Como en tantas otras ocasiones, una tarde de mayo de 1728 esa tarea le llevó a la cercana colina de Fagelsang. El calor animaba a aligerarse de ropa, así que, junto a sus cuadernos e instrumentos, dejó la chaqueta y el chaleco para adentrarse por unos taludes repletos de toda clase de hierbas. Estaba examinándolas cuando sintió una picadura en el brazo derecho. Sin reparar demasiado en ello continuó, pero al rato vio con sorpresa que tenía una enorme inflamación. De vuelta a casa, el doctor Stobaeus advirtió inmediatamente la gravedad de la situación e hizo llamar a un cirujano. Necesitó una profunda incisión del codo a la axila, pero no se llegó a localizar el punto de la picadura ni a conocer el origen de la hinchazón.
Confirmando las habladurías que corrían por aquel lugar, Linneo supuso que el causante de todo había sido un pequeño gusano. No debía de ser fácilmente visible, de tamaño no mayor que el de un cabello, de tono gris y redondeado en sus extremos. Según las mismas fuentes, procedía de los árboles, desde donde se dejaba caer sobre los animales a los que infligía ese venenoso aguijonazo por el que lo conocían los ganaderos. Linneo bautizó la especie con el expresivo nombre de Furia infernalis y la incluyó en las sucesivas ediciones de su enciclopédico Systema Naturae publicadas a partir de 1735. A falta de especímenes que refrendaran su inclusión, la descripción del gusano, extendido por el norte de Suecia y países bálticos, parecía fruto de ese medio natural y de los efectos que se le atribuían.

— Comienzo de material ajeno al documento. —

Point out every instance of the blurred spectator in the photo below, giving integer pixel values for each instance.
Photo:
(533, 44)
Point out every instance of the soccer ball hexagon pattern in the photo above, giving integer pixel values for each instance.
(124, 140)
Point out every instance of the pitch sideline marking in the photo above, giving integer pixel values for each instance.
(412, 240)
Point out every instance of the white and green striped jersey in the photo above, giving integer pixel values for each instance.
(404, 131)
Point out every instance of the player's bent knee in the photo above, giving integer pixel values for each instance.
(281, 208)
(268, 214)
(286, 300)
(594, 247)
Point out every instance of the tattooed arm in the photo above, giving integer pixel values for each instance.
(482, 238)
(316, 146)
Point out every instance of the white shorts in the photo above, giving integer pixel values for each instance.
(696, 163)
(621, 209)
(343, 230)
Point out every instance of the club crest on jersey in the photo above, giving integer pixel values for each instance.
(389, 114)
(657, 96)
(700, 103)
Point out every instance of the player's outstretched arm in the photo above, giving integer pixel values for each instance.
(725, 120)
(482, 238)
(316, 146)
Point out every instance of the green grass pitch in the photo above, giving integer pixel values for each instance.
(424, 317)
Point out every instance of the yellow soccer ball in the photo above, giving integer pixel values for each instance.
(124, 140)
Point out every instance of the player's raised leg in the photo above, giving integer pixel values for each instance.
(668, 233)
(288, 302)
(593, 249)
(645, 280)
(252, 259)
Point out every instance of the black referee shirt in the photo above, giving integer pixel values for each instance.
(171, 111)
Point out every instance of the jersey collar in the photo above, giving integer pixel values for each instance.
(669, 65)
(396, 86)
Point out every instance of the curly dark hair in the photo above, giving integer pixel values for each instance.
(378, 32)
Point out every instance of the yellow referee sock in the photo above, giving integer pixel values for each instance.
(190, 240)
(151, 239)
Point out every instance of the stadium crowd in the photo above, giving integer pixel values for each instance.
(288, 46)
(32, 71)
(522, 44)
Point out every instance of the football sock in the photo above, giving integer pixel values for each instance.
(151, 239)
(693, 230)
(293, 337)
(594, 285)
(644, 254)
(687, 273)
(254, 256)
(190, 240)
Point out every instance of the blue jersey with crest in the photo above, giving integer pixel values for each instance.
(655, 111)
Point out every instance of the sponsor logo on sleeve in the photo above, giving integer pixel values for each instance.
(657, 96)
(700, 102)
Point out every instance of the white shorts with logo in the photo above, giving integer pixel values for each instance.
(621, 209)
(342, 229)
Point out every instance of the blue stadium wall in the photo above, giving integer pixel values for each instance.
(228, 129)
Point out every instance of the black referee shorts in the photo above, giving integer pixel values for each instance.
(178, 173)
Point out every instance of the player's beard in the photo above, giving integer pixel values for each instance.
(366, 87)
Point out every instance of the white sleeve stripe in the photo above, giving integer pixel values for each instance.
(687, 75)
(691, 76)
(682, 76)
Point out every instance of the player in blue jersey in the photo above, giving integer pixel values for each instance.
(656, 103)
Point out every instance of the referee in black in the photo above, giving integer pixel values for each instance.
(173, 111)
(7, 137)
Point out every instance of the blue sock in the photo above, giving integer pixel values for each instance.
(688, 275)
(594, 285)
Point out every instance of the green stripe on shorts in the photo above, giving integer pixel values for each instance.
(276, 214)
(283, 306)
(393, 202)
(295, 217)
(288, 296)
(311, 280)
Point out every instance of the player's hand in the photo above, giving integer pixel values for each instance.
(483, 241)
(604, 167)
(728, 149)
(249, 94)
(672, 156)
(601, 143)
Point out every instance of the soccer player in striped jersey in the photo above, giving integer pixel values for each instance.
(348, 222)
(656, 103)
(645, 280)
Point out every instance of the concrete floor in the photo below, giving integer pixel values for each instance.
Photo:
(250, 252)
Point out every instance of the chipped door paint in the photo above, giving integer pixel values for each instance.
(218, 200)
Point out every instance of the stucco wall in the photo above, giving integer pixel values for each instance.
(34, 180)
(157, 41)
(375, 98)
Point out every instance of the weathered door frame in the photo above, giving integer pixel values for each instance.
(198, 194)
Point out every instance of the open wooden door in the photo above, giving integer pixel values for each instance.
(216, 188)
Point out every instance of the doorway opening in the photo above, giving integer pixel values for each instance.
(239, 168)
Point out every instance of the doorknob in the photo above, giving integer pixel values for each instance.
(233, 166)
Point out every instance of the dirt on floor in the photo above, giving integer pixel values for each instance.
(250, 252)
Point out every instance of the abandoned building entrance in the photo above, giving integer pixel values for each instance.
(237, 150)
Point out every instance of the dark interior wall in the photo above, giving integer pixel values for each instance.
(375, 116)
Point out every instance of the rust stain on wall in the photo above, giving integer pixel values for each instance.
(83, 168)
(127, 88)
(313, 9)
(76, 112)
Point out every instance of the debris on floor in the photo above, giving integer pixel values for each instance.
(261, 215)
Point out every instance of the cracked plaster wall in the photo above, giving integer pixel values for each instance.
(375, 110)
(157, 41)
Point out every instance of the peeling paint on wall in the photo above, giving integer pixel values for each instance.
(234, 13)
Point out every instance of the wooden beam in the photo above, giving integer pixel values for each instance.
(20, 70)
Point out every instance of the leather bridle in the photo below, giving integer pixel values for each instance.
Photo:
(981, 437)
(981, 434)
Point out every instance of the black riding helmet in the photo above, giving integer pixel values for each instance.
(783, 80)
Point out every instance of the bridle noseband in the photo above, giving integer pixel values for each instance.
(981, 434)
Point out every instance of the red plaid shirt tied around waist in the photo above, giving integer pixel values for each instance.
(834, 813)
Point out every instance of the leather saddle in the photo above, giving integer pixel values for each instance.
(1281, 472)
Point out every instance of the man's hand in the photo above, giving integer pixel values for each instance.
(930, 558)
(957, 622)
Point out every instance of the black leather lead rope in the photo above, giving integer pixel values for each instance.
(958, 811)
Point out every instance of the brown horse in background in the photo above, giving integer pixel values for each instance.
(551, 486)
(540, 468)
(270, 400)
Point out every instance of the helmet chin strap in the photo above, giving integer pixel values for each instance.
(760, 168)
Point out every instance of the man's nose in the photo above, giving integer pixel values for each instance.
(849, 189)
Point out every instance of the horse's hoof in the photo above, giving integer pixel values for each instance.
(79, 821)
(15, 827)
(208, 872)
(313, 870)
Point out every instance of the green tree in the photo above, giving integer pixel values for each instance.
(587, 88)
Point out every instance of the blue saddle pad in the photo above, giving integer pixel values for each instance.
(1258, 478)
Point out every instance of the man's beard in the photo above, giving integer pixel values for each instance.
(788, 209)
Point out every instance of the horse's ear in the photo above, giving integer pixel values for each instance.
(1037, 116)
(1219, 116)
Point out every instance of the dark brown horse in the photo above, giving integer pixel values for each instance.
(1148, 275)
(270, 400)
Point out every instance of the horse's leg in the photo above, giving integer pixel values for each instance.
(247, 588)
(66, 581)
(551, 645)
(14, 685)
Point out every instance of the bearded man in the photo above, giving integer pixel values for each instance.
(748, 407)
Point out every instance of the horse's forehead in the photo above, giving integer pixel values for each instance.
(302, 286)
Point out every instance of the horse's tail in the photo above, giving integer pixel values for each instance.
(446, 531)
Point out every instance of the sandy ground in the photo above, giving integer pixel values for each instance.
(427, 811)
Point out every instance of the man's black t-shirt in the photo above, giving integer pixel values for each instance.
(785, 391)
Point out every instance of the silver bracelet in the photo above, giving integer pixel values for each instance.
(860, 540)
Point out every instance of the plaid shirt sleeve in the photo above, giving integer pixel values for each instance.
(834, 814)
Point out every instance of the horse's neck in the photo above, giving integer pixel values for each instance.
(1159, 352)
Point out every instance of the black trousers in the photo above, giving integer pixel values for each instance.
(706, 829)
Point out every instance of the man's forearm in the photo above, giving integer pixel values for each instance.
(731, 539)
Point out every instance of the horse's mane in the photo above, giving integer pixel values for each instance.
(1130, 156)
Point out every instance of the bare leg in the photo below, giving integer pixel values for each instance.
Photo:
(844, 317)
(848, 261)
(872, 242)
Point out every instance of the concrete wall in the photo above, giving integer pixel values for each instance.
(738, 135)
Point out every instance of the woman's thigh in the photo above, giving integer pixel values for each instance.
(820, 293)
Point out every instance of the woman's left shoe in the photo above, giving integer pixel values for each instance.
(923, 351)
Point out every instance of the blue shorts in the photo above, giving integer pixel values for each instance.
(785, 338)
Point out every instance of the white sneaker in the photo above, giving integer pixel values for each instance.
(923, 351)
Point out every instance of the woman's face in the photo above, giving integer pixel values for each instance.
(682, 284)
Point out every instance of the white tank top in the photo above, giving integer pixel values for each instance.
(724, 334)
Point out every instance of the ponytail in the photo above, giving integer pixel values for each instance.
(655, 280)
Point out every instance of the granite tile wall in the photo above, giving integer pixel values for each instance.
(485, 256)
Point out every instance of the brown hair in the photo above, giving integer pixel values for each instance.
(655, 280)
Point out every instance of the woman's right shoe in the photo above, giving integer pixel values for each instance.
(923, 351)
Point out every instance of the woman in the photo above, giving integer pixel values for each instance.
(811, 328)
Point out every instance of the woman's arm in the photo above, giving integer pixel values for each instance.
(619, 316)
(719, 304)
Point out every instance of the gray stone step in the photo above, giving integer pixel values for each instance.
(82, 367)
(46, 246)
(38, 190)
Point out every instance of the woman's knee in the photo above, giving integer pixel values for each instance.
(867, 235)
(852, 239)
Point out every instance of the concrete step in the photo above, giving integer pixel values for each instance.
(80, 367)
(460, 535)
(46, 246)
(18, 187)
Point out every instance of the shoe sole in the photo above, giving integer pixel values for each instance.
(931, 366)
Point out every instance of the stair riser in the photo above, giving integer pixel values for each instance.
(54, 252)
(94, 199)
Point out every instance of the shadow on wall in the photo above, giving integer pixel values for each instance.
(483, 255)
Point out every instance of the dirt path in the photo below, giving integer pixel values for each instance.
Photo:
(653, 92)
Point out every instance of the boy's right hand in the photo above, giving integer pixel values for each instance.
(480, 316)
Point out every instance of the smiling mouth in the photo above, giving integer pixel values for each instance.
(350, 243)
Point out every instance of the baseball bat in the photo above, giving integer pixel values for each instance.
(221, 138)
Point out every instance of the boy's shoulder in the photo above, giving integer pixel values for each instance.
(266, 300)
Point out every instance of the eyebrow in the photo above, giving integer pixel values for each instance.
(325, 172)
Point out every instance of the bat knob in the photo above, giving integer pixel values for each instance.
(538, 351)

A finales del XVIII, tras persistentes búsquedas, eran ya muchos los que estimaban como hoy que esa Furia infernalis realmente nunca existió y que era uno más de los animales fantásticos. Su reiterada inclusión en el Systema debe entenderse como una licencia personal de su autor, como una especie de condena nominal en la que Linneo tacha de infernal al desconocido insecto que puso en peligro su vida cuando aquella tarde de mayo le picó.